Key areas of information include paddock design and setup, renewal thinning, manure/nutrient cycling, efficacy of grazing, and preferred grazing vegetation.
As stated earlier, our project ended up being more of a proof of concept than one rich in data. However, this was crucial to determining if grazing sheep in VT vineyards was even possible. Even with a limited flock of sheep and five weeks of grazing, it was clear that the potential for this integrated management is real. We plan to continue these efforts on a larger scale, hosting a bigger flock on more area than we did in the project. Colleagues have also expressed interest in pursuing the integration of sheep in other vineyards as well.
Typically, a vineyard is a stand alone system and mowing is commonplace. With the introduction of sheep, we have added a layer of complexity that gives the land additional purpose and benefits the system as well. We will be able to delay and reduce mowing in the vineyard by at least one pass, which will save money and reduce tractor passes in the vineyard. Because sheep also prefer to graze certain vegetation, we may seed down specific choices which will benefit both the sheep and the vineyard. We also noticed that just having sheep in the vineyard contributed to overall happiness and enjoyment at work. Employees also gained skills in animal husbandry.

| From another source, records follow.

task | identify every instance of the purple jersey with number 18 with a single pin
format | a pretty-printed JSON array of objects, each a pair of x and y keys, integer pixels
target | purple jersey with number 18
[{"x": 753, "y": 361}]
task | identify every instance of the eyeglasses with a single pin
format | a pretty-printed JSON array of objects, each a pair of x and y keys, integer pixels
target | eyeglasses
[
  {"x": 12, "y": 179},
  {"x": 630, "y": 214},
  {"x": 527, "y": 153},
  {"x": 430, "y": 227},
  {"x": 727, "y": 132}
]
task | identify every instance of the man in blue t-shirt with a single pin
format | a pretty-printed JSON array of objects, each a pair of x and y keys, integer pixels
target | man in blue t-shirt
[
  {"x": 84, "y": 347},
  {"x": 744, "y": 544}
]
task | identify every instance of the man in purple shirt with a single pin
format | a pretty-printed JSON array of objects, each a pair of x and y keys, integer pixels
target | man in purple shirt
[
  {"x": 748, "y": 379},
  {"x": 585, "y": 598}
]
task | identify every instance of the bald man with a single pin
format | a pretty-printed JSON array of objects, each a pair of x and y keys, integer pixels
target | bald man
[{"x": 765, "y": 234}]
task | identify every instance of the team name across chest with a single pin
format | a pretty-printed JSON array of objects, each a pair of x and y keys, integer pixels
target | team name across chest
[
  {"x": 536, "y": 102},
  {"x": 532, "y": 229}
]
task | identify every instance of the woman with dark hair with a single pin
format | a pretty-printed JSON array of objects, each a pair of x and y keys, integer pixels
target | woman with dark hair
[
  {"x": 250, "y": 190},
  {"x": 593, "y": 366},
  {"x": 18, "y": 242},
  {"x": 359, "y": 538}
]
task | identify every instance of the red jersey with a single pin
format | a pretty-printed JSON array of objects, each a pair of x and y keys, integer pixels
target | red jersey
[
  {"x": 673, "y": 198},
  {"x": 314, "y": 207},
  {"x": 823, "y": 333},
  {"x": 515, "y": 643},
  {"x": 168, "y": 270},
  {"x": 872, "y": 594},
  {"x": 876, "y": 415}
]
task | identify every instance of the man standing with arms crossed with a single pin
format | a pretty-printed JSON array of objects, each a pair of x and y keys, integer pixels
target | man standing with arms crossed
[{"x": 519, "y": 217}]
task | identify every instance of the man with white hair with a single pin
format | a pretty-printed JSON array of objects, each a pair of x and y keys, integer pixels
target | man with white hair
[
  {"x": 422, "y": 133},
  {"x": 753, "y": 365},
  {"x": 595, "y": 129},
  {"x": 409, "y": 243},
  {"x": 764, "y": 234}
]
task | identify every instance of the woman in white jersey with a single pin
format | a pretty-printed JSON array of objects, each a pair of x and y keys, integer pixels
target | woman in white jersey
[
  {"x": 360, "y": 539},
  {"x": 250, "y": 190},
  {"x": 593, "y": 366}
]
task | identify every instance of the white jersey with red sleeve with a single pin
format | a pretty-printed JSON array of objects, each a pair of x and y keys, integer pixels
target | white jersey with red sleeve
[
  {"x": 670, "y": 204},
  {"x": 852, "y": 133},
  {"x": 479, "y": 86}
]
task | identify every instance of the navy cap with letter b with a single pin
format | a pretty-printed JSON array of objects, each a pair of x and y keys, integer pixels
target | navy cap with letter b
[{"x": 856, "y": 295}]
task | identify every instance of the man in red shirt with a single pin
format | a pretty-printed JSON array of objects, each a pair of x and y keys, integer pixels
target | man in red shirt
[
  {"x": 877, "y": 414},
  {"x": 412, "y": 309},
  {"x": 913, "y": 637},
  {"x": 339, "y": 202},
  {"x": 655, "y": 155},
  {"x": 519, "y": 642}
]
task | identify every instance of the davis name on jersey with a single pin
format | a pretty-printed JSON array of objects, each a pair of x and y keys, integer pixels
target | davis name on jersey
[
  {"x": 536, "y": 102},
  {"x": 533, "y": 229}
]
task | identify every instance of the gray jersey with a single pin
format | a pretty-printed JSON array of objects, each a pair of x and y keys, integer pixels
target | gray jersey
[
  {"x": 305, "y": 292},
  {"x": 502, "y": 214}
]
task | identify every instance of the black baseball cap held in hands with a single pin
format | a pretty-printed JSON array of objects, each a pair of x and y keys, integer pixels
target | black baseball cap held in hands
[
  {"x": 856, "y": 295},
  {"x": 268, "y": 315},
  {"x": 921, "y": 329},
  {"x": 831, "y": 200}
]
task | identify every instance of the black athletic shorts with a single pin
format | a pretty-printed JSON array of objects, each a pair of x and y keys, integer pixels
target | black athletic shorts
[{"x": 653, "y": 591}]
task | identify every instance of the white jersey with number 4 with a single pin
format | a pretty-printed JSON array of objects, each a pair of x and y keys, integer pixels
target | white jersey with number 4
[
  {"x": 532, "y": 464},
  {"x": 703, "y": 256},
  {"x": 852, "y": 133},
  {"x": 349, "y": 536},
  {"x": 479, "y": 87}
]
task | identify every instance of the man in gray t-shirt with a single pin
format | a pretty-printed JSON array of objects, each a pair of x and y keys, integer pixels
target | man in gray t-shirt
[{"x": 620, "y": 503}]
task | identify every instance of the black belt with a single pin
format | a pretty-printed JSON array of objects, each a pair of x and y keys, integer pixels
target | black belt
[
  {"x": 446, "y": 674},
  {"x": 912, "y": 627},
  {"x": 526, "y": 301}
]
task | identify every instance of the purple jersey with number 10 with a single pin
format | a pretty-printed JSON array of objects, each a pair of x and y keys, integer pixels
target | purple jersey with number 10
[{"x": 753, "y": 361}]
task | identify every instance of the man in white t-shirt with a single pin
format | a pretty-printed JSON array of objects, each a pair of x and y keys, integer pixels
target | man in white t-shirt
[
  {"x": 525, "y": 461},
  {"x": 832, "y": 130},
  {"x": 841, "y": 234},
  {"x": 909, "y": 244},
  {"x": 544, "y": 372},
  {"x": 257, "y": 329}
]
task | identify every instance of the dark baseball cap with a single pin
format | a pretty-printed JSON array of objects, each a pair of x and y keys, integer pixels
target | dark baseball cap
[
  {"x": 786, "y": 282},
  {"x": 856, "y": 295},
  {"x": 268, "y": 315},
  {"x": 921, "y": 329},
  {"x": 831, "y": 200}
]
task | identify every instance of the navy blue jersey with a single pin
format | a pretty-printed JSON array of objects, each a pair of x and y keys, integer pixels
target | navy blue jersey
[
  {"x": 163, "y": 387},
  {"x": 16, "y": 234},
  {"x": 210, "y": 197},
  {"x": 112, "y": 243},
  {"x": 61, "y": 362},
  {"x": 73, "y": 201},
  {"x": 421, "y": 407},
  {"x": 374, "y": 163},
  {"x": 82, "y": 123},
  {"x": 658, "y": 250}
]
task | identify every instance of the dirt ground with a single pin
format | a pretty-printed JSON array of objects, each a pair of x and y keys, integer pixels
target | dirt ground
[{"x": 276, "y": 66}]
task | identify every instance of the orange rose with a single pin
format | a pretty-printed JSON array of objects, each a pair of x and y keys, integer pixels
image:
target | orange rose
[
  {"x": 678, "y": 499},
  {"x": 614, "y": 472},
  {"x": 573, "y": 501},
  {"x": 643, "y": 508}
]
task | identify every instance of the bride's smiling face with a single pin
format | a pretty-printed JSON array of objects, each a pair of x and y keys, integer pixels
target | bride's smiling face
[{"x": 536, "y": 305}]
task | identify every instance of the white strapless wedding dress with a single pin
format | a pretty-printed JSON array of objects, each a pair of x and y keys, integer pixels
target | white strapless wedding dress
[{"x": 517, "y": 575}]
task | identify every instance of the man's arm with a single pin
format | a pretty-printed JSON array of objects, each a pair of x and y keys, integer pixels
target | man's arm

Education & Outreach Activities and Participation Summary
News of this project traveled far and wide and reached a broad audience. NBC5 did a feature on their evening broadcast. Seven Days, distributed throughout the state, wrote an article. Meredith and Ethan were interviewed on the Dave Gram Show on WDEV, a radio network in VT. Ethan and Mike’s alma mater, University of Vermont, did a story on their website homepage and also in the fall issue of UVM Quarterly. The project was also picked up by Modern Farmer, an authority on food producers influencing the current state of agriculture.